3. Giova infine aggiungere che nella fattispecie in esame, relativa a dichiarazione presentata nel 2000, per l’anno d’imposta 1999, non può trovare comunque applicazione l’art. 2, comma 58, della legge 24 dicembre 2003, n. 350 che, in deroga alla disciplina generale, stabiliva che l’Amministrazione non opponesse la prescrizione in relazione alle istanze di rimborso di crediti esposti nelle dichiarazioni presentate fino al 30 giugno 1997 (sulla natura eccezionale di detta disposizione, insuscettibile d’interpretazione analogica, cfr. Cass. 21/04/ 2011, n. 9223; Cass. 27/02/2009, n. 4786).
4. Tanto premesso, nel caso di specie è pacifico, risultando dalla sentenza impugnata, che la contribuente ha chiesto il rimborso di crediti maturati nell’ anno d’imposta 1999 ed esposti nella dichiarazione dei redditi presentata il 31 ottobre 2000. Altrettanto pacifico è che l’istanza di rimborso della contribuente, rigettata dall’Amministrazione ed impugnata con il ricorso introduttivo dinnanzi la CTP, è stata proposta il 19 febbraio 2013.
Pertanto, tra l’esposizione dei crediti nella dichiarazione e la proposizione della domanda di rimborso, è decorso il termine di prescrizione decennale (anche ove si tenesse conto del termine necessario alla formazione del silenzio—rifiuto impugnabile in sede giurisdizionale, in pendenza del quale il termine di prescrizione deve intendersi sospeso: Cass. 22/01/2018, n. 1543), come eccepito dall’Amministrazione.
La sentenza impugnata va quindi cassata e, non essendo necessari ulteriori accertamenti in fatto, il ricorso introduttivo del contribuente va deciso nel merito e rigettato.
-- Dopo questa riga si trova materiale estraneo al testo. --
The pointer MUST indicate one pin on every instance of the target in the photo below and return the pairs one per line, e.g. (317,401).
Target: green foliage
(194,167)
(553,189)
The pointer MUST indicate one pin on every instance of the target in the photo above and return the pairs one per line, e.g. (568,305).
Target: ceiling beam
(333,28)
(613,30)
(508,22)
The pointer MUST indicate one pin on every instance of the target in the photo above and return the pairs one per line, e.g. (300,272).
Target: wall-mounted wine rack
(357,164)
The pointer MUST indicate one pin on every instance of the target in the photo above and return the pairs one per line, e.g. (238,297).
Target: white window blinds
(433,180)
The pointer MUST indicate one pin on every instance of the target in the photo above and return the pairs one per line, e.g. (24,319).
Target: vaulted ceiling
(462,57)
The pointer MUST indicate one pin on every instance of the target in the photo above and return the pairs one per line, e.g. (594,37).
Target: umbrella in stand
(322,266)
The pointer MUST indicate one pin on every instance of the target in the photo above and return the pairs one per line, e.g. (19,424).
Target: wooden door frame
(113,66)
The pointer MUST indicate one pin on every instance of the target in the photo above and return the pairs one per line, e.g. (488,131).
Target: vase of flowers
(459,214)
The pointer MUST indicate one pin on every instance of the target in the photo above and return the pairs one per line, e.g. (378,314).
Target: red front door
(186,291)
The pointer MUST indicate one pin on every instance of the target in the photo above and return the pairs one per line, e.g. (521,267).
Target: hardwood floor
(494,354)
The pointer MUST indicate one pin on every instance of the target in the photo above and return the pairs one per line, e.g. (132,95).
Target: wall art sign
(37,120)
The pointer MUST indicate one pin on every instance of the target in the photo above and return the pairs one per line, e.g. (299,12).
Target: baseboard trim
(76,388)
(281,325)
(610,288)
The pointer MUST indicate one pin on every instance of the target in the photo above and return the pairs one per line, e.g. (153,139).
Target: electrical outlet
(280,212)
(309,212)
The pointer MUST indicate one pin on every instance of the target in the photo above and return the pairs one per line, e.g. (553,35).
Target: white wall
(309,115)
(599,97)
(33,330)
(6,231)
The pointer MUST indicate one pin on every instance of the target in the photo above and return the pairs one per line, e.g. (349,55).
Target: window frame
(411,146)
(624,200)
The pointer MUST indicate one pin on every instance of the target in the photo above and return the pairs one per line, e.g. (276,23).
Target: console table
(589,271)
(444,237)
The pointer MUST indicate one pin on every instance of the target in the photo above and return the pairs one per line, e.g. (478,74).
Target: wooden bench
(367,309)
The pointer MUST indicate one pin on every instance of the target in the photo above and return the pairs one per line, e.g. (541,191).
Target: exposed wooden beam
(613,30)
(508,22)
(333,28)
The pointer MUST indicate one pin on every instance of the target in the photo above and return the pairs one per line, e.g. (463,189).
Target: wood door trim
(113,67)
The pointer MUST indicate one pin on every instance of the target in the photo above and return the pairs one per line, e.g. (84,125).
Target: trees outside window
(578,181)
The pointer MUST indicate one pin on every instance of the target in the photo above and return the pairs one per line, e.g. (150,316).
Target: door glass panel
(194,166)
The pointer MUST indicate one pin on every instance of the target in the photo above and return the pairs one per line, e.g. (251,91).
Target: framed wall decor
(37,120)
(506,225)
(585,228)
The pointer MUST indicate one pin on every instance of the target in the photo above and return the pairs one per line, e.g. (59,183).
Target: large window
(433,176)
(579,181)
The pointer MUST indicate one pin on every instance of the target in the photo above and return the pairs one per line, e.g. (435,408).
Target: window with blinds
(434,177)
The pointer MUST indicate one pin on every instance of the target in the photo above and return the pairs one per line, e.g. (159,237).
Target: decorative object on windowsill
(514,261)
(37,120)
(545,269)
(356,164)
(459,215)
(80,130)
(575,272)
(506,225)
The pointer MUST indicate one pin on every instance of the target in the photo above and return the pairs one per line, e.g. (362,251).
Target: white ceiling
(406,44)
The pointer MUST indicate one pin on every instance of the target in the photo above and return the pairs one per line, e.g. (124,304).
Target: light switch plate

4. Le spese del giudizio di merito si compensano e quelle del giudizio di legittimità seguono la soccombenza e si liquidano come da dispositivo.
P.Q.M.
Accoglie il ricorso, cassa la sentenza impugnata e, decidendo nel merito, rigetta il ricorso introduttivo; compensa le spese dei giudizi di merito e condanna la contribuente al pagamento, in favore della ricorrente, delle spese del giudizio di legittimità, che liquida in Euro 2.600,00 per compensi, oltre alle spese prenotate a debito.